Data Coherency

Data that is coherent is data that is the same across the network. In other words, if data is coherent, data on the server and all the clients is synchronized. One type of software system that provides data coherency is a revision control system (RCS). Such a system is usually fairly simple, with only one user allowed to modify a specified file at a time. Others can read the file but cannot change it.

The user who can change a file is said to have checked it out. The user then checks in the modified file so that others may see the changes. Only after the user has checked a file back in can another user check it out.

An RCS requires the active intervention of users to operate in a useful manner. A file system that operates across a network should handle the problem automatically.

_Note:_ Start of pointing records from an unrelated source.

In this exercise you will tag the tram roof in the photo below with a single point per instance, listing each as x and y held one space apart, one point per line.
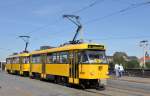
19 55
71 47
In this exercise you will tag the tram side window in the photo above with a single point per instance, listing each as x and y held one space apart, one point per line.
36 59
63 57
15 60
54 58
50 58
8 61
25 60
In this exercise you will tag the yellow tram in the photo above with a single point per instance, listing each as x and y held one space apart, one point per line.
18 64
76 62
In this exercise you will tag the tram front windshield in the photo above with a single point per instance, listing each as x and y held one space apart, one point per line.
94 56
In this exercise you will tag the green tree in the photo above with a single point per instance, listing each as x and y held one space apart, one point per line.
132 64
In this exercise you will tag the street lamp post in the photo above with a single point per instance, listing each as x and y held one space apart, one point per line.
144 44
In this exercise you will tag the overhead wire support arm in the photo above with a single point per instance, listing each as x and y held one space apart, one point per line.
74 19
26 40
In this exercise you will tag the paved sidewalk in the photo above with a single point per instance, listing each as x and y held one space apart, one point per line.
133 79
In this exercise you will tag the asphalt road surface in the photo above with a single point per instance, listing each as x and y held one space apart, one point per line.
12 85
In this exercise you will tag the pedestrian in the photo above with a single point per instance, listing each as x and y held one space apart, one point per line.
116 70
121 70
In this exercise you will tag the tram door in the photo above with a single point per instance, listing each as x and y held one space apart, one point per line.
73 67
21 65
43 60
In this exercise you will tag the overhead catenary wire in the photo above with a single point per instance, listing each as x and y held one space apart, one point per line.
118 12
93 3
119 38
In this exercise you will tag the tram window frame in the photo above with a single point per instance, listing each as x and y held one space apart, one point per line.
37 60
49 60
61 54
56 58
8 61
25 60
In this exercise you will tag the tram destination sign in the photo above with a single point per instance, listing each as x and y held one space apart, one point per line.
96 46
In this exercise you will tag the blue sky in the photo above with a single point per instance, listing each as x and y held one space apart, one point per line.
42 20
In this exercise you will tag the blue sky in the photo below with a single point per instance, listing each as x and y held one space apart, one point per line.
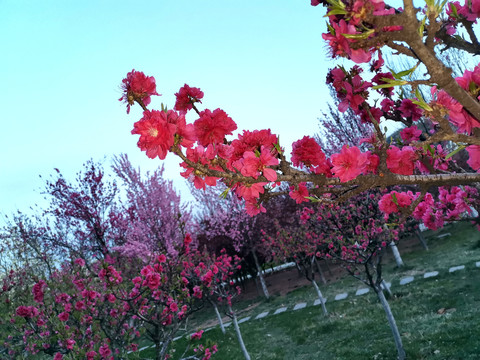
264 63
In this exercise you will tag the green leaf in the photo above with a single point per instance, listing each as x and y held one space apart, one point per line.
361 36
460 148
390 83
422 27
453 8
423 105
277 146
336 12
440 6
224 194
394 199
403 73
472 87
330 29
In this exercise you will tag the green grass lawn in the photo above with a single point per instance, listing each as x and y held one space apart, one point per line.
439 318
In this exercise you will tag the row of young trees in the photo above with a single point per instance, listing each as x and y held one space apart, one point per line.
130 266
435 187
93 274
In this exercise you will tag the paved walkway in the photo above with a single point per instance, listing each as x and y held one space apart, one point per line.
341 296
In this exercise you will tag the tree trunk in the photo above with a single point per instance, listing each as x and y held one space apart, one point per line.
239 334
396 254
328 267
420 237
319 268
219 317
392 323
260 275
384 286
320 297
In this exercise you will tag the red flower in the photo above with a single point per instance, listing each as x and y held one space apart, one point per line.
307 152
349 163
474 160
253 165
300 194
401 161
137 87
156 134
212 127
37 291
186 97
389 203
410 134
63 316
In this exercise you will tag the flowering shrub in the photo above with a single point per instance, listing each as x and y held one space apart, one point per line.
252 164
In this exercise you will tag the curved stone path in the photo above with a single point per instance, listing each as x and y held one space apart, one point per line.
341 296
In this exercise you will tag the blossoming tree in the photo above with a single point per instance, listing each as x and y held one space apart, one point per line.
252 164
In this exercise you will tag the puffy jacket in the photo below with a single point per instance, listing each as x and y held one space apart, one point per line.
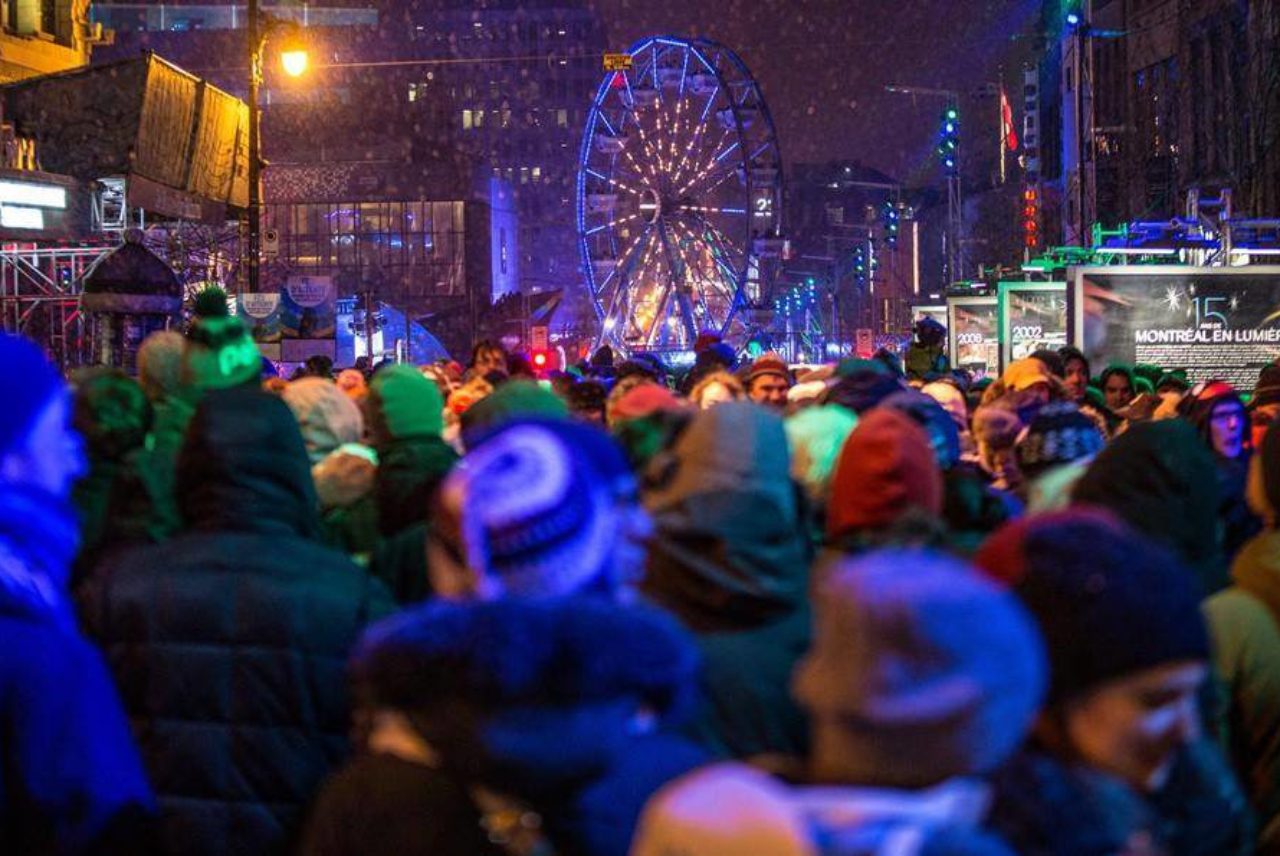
229 641
71 781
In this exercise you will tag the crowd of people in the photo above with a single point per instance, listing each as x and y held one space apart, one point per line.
858 609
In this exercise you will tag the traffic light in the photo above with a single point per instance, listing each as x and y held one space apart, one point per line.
891 216
949 141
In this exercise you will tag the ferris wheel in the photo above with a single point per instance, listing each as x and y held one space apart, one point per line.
679 196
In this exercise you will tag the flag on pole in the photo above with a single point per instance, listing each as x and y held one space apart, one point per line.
1006 122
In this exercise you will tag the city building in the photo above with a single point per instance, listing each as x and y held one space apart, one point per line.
1159 99
498 87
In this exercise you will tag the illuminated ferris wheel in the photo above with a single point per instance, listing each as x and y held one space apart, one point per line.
679 195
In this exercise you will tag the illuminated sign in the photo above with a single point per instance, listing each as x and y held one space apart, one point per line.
19 218
39 196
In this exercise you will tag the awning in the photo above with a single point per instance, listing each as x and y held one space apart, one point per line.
181 143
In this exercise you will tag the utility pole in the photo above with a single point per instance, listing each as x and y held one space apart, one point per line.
954 239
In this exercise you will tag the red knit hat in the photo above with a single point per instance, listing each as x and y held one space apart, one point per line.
885 470
645 399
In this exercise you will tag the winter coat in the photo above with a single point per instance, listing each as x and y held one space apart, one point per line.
731 559
71 779
556 706
735 809
1244 622
1160 479
229 641
384 805
1047 808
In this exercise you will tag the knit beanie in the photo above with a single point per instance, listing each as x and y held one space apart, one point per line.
403 403
521 653
160 364
220 352
1059 434
768 364
1024 374
644 399
1267 389
944 434
31 387
1109 602
862 385
886 468
920 669
539 507
816 436
325 415
511 401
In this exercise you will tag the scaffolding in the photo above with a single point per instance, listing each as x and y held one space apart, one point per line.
40 288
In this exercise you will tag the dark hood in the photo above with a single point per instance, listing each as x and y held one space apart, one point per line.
243 467
730 550
1161 480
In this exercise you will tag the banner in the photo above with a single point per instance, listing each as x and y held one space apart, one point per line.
261 314
1216 323
1032 317
973 334
309 307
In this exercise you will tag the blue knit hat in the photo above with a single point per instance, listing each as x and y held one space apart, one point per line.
540 507
32 385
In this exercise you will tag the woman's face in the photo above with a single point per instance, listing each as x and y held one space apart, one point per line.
1077 379
1133 727
1118 392
1226 429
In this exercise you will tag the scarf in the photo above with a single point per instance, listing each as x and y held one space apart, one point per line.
39 539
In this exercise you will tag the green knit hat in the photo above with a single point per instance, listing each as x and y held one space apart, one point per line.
220 353
512 401
403 403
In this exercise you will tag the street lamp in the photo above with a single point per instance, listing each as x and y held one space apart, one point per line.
293 58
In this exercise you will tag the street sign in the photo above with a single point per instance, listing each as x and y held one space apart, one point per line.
617 62
864 342
538 339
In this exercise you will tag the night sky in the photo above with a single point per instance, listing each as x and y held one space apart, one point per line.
823 64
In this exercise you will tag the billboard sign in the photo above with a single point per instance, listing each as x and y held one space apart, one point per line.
1032 317
973 334
1216 323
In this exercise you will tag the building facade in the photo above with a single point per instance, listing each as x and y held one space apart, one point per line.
1161 97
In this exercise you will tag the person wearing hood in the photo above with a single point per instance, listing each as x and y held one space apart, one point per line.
922 681
343 470
816 435
887 488
1118 760
72 781
1217 413
406 420
1160 479
1244 622
114 416
229 641
549 715
730 558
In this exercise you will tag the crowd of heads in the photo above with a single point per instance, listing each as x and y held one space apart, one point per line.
739 608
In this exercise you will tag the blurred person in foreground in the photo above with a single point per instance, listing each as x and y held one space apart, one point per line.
1118 760
72 781
923 678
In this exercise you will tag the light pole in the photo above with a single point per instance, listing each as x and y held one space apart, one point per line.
295 62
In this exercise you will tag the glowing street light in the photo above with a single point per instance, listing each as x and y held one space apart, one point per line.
295 62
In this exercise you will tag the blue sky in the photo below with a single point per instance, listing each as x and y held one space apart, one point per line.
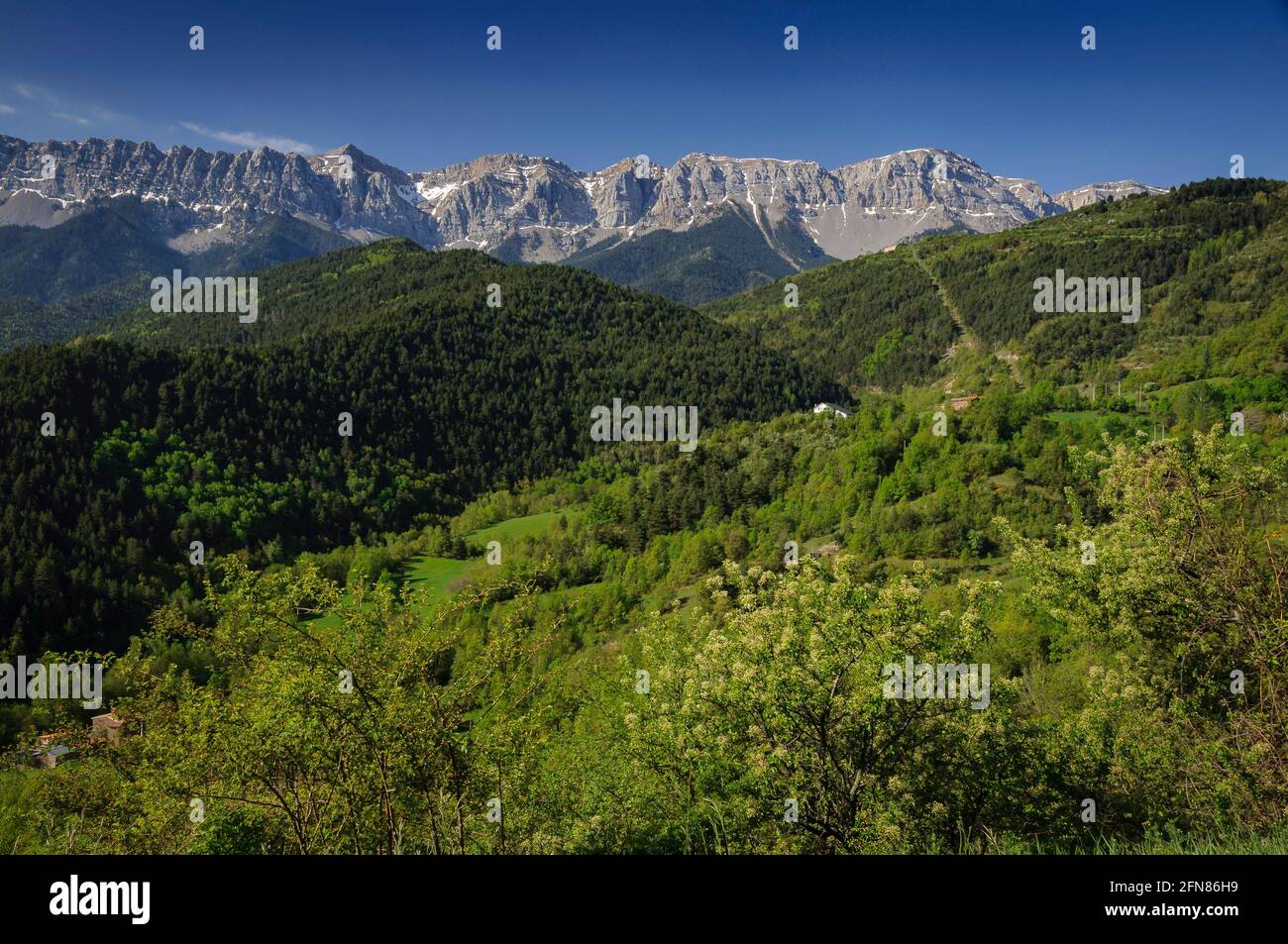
1170 93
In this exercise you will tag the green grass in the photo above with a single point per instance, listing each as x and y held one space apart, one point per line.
436 575
516 528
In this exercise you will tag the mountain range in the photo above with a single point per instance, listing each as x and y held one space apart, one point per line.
702 228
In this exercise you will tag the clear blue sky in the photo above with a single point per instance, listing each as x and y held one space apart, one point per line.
1171 91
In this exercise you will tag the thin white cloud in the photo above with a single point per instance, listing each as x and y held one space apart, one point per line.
250 140
64 110
68 116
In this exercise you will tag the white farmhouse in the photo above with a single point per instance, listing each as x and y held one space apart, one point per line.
832 408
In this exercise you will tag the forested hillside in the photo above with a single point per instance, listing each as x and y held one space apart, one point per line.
1212 259
708 262
240 445
55 282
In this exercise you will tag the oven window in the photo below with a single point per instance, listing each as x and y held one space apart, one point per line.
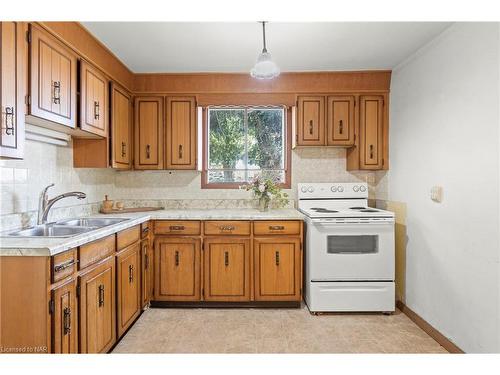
352 244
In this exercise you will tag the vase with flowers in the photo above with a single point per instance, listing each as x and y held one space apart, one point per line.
267 190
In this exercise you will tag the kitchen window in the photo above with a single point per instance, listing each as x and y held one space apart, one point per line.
243 142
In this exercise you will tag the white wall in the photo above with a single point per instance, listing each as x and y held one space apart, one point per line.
445 131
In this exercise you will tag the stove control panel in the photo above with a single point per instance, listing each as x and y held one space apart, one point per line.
344 190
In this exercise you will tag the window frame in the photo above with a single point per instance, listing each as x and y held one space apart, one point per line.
236 185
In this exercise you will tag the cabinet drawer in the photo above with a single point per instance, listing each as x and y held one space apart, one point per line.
145 229
63 265
127 237
93 252
276 227
177 227
239 228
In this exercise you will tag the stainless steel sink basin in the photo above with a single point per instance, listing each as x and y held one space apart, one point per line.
51 230
90 222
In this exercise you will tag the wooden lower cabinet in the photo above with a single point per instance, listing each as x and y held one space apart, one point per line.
227 269
177 264
64 318
278 269
97 308
128 265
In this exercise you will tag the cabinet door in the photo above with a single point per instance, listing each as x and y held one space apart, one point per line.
12 89
177 269
93 100
371 127
129 286
97 308
53 79
278 269
181 133
148 133
340 120
64 319
121 110
227 269
311 121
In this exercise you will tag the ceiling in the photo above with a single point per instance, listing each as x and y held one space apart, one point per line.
153 47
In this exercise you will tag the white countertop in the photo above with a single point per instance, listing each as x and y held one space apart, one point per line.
44 246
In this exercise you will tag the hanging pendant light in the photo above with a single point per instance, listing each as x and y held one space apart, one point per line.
265 67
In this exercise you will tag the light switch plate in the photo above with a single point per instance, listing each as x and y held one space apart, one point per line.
437 194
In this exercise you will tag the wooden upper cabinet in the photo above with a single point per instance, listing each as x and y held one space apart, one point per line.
93 100
371 128
311 121
97 308
121 127
177 269
13 58
149 139
278 269
340 120
53 71
129 287
180 143
227 269
65 319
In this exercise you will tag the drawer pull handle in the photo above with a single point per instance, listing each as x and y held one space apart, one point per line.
130 273
177 227
101 295
63 266
57 92
96 110
276 227
67 321
9 113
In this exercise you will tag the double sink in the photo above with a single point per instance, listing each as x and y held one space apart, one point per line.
66 228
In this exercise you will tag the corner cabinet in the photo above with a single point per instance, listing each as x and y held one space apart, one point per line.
180 142
13 60
53 75
148 130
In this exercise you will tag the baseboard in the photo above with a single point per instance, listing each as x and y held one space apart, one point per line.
430 330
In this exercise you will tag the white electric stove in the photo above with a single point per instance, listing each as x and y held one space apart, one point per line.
349 263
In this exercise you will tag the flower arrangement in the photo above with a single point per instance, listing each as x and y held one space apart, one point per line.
265 190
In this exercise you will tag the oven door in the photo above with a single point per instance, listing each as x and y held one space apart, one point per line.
360 251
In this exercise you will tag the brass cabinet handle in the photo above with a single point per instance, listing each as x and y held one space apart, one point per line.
67 321
176 227
56 98
130 273
9 114
63 266
101 295
276 227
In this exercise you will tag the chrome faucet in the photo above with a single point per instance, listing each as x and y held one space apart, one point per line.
45 204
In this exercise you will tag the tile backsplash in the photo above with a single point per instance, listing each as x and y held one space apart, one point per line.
23 180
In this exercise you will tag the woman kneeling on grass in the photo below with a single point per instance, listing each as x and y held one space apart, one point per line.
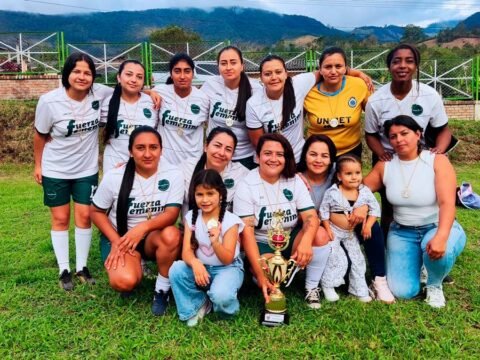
211 270
420 185
142 200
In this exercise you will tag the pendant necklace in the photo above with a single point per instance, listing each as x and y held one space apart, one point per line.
149 203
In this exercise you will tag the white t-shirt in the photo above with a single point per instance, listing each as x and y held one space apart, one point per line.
424 106
223 101
130 116
232 175
258 198
265 113
205 252
157 192
181 123
72 125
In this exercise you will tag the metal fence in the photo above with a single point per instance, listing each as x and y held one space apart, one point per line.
45 53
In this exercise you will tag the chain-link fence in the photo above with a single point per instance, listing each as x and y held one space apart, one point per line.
45 53
31 53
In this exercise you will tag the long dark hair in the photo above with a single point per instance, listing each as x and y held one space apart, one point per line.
213 133
332 151
341 161
70 64
408 122
289 103
210 179
114 104
128 178
404 46
174 60
290 168
244 88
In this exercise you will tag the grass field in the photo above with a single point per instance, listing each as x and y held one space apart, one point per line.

Providing local caching of coherent data is fairly simple when you have one thread on one client accessing a file across the network at a time. However, in most situations many different threads on one or more computers may be reading the same file. This situation is still fairly straightforward. Because the data in the file is static, each client computer can have its own local copy with no implications for data coherency.

A more common situation is one thread modifying the file, and a lot of other threads reading it. The moment a write operation occurs, all of the local caches of that file are obsolete. The server must notify each client to abandon its cache. Any subsequent read operations for the file must be performed across the network.

In another common situation, multiple threads on one or more network clients might try to write to the same file. This situation is similar to a one in which several RCS users all want to make changes to the same file. Each user in sequence must check out the file, make changes, and then check the file back in. Similarly, in a local caching scheme the server must hand off the privilege of writing to a file to one client thread at a time.